The bad weather had passed, so we moved on from Destin and anchored at the eastern end of Choctawhatchee Bay. The waterway then passes into a narrow cut known as the Grand Canyon, before going into West Bay and Grand Lagoon.
We were approaching Panama City and the area which had suffered the most devastation last October when Hurricane Michael struck. We saw lots of damage to property and vegetation. In West Bay, dredgers were busy clearing the channel.
Ian had identified a suitable anchorage, listed in Skipper Bob’s Cruising Guide, at the far end of East Bay. But he decided we had time to go farther on, so that the next day’s cruise would be shorter. Instead of Skipper Bob’s anchorage, we would stay in a wide, unnamed bay on the southern shore of East Bay, which Skipper Bob had clearly overlooked.

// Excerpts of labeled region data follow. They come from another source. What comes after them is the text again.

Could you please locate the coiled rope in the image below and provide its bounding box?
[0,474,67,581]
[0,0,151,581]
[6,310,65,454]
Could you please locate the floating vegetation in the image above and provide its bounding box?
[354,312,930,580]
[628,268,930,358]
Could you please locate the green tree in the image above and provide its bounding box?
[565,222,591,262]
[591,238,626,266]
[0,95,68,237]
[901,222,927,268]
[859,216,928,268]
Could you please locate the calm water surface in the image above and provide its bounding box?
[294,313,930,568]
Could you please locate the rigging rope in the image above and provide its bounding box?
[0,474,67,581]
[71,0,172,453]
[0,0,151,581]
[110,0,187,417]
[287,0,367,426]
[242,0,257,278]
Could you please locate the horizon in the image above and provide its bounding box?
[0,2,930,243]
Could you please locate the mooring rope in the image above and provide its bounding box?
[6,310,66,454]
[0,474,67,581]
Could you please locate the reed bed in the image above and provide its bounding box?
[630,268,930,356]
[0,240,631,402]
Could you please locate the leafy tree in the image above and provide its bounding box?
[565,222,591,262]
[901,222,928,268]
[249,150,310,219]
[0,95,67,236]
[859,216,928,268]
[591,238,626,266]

The bay was windy and exposed, but we dropped the anchor anyway. I noticed three little planes with a rather pugnacious appearance pointing straight at us, and a check on the GPS confirmed that we were a few yards outside a high security zone. This was a little unnerving, and a few minutes later, another check on the GPS showed that we were actually drifting.
The anchor had to be pulled up, and we motored a short distance further away from the planes, and dropped the anchor once more. It was gin and tonic time, but we didn’t relax for long. We were drifting again, and Ian didn’t improve matters by knocking his gin over.

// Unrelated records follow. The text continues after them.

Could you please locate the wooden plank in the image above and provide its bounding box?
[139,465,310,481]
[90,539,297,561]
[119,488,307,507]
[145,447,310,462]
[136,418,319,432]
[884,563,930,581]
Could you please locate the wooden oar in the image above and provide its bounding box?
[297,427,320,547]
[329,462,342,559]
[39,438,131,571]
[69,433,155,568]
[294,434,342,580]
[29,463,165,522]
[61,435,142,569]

I suggested in a firm tone that it might be better to go to the nearest recommended anchorage. 40 minutes later, we found ourselves safely moored in Laird Bayou. A lesson had been learned, and it was that if an anchorage isn’t recommended by Skipper Bob, it ain’t recommended.
But tomorrow’s another day. Some mornings, you wake up early, and it’s just too nice to stay in bed.
It was the promise of a fine day ahead. We left Laird Bayou for Apalachicola, out of East Bay and along another narrow cut, where the hurricane damage was all too apparent, through Lake Wimico and into the Jackson River and the Apalachicola River.
We stayed 3 nights in Apalachicola, the first night in the marina on the riverfront, and the last two on the municipal dock, a few yards away, as the marina had no space. But George, the marina owner, kindly let us use the golf buggy to get to the supermarket to restock our depleted supplies.
Our mooring looked out over the swampy estuary of the Apalachicola River.
Apalachicola had been an important port for exporting cotton from all over the region, before the railways were built and transport by rail became more cost-effective. On Water Street, facing the river, there were once many brick warehouses, of which a few remain, converted into shopping malls and holiday accommodation. There are plenty of commercial fishing boats forming the basis of the local economy. The town has its own brewery, with a bar where everyone seemed to hang out, and several restaurants. We had a good dinner at the Tap Room, also owned by the Brewery. And on the Saturday morning, we walked a mile to the Farmers’ Market and bought some artisan bread and organic produce.
Apalachicola had a taxi company, but it only had one taxi, operated by a husband and wife team. Fortunately, it was available, and able to take us out to St George’s Island, a barrier island reached by two very long bridges and a long causeway. I wanted to go to the beach.
It wasn’t quite the deserted paradise I’d imagined, being fairly heavily developed, but there was plenty of space on the beach for everyone. There was a tiki bar too, so instead of enjoying the unspoilt scenery, we had a beer instead, and a paddle.
We had to sit out a day of bad weather, before leaving for Carrabelle, which was where we would start our crossing of the Gulf of Mexico.
Another super instalment. Isn’t is odd how these chaps only listen to their wives after a bit of a crisis? Sisterly feelings here.